REPUBLIKA.CO.ID, JAKARTA -- Peneliti Pusat Riset Iklim dan Atmosfer BRIN, Prof Eddy Hermawan, mengungkapkan bahwa tutupan awan telah melindungi Indonesia dari gelombang panas. Gelombang panas sendiri merupakan kondisi udara panas yang berkepanjangan selama lima hari atau lebih, dengan suhu rata-rata melebihi batas ambang normal selama lebih dari 30 hingga 40 tahun.
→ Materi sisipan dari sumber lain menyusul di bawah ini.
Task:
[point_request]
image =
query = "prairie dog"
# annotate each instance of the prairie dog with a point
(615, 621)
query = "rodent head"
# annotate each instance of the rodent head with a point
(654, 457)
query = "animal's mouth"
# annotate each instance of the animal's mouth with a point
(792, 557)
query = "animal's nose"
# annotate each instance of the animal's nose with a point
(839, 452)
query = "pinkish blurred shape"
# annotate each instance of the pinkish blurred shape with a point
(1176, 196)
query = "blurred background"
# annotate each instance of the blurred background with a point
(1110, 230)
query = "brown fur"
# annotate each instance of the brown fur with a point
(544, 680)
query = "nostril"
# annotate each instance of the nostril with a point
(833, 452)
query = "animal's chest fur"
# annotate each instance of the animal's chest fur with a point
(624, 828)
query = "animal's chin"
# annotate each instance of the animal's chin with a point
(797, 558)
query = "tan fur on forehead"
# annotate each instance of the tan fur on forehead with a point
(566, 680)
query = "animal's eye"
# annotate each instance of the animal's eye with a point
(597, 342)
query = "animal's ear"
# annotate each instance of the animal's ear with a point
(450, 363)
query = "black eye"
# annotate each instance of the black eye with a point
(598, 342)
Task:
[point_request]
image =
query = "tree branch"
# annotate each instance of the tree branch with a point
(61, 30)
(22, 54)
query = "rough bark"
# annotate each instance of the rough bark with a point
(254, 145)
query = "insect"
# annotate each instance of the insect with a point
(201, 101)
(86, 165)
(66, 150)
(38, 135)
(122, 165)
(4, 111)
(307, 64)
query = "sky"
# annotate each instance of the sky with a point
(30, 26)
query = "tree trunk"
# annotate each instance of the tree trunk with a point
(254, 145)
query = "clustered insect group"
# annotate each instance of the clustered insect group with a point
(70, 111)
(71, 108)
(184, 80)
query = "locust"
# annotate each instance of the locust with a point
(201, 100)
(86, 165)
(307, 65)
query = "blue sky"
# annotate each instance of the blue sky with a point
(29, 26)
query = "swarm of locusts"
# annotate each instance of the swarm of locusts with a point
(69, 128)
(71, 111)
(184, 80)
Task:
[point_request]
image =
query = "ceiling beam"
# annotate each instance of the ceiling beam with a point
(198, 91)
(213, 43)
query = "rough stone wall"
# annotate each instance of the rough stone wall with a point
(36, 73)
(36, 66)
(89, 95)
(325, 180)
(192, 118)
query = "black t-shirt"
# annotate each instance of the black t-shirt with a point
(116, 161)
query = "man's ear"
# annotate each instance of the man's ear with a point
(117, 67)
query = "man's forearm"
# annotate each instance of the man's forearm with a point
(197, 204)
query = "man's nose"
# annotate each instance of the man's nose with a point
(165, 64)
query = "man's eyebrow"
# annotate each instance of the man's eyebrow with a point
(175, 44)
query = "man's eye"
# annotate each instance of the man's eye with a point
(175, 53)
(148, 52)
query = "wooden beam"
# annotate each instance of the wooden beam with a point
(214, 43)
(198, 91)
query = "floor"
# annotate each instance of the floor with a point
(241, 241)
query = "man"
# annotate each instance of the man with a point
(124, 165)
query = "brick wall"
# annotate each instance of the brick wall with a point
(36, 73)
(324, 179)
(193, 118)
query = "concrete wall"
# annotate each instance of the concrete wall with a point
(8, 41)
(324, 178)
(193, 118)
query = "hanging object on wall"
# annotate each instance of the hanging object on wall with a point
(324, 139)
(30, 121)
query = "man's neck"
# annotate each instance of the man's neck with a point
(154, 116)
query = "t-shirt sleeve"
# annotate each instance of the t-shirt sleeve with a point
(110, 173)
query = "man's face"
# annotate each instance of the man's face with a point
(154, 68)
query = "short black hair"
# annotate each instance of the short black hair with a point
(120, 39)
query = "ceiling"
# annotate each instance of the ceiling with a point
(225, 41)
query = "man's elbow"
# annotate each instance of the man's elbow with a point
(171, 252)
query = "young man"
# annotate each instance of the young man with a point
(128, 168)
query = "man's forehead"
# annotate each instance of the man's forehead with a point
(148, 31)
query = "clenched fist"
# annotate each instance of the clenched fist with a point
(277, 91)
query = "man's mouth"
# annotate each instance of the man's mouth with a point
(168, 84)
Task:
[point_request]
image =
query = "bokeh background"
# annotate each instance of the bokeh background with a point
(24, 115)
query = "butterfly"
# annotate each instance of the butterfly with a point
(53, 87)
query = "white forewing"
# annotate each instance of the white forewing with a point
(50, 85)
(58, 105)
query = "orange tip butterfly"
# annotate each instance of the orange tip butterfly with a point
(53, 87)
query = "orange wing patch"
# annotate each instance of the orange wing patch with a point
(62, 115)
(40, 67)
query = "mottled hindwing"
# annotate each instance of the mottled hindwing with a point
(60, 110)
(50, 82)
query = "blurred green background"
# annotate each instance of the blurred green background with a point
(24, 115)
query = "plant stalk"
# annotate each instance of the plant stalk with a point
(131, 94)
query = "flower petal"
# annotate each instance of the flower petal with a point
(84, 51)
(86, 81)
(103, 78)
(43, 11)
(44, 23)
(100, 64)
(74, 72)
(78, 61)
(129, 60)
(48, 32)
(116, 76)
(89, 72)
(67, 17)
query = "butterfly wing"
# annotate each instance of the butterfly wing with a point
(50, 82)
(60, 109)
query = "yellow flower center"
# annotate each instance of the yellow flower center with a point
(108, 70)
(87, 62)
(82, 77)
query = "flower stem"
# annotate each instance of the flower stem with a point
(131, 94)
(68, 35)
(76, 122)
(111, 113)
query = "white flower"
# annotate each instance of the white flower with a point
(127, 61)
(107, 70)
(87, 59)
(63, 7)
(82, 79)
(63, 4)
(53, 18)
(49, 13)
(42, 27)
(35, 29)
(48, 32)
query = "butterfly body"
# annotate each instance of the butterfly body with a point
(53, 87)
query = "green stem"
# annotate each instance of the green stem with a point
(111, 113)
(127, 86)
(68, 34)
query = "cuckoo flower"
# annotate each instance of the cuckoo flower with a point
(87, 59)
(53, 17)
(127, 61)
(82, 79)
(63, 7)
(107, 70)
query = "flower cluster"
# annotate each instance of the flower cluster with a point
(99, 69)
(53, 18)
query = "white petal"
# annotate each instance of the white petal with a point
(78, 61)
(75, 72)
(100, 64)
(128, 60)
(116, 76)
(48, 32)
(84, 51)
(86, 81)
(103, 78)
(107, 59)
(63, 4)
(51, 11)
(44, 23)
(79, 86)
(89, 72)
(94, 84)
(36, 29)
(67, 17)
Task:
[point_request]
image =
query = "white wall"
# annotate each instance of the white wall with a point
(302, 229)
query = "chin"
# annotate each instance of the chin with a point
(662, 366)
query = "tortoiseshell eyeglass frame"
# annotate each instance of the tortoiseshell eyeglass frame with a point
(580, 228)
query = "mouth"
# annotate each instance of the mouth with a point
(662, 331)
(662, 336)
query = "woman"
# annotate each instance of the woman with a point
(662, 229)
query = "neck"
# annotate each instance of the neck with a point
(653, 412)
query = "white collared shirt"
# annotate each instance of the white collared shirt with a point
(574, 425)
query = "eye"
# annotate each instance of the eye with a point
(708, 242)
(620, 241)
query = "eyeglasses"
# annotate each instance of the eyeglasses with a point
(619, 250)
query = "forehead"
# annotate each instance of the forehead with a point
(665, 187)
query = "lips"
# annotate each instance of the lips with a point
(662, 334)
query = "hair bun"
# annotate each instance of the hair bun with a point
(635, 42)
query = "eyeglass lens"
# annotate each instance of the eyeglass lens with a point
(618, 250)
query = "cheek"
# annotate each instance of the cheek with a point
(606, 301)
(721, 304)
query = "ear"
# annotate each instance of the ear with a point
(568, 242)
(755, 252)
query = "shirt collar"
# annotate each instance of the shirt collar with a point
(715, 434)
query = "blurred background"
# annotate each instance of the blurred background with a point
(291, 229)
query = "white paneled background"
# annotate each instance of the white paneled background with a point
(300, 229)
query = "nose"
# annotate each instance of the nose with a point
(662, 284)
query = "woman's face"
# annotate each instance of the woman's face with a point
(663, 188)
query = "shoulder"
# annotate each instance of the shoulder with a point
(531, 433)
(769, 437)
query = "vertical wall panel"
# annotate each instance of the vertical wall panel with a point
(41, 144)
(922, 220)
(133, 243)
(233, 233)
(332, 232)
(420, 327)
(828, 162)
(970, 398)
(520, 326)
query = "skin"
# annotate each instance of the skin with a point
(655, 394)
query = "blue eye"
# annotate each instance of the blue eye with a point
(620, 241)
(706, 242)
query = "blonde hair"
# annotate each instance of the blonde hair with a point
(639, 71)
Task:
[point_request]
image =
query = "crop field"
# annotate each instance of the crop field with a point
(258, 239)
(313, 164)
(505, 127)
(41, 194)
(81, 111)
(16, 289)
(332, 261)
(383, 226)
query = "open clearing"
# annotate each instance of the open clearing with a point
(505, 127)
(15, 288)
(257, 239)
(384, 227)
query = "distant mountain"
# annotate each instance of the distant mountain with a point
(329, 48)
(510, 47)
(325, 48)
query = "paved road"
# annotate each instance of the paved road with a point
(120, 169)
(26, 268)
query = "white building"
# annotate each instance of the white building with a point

Eddy menjelaskan bahwa Indonesia hampir setiap hari ditutupi oleh awan. Hal ini lantaran Indonesia terdiri atas dua pertiga laut, sepertiga daratan, dengan lima pulau besar dan 17.548 pulau, di mana masing-masing pulau menghasilkan konveksi lokal dan regional sehingga menghasilkan awan.
“Walhasil, dengan adanya awan tersebut, kawasan kita yaitu Indonesia relatif aman dari bahaya gelombang panas,” kata Prof Eddy dalam keterangan tertulis, dikutip Selasa (14/5/2024).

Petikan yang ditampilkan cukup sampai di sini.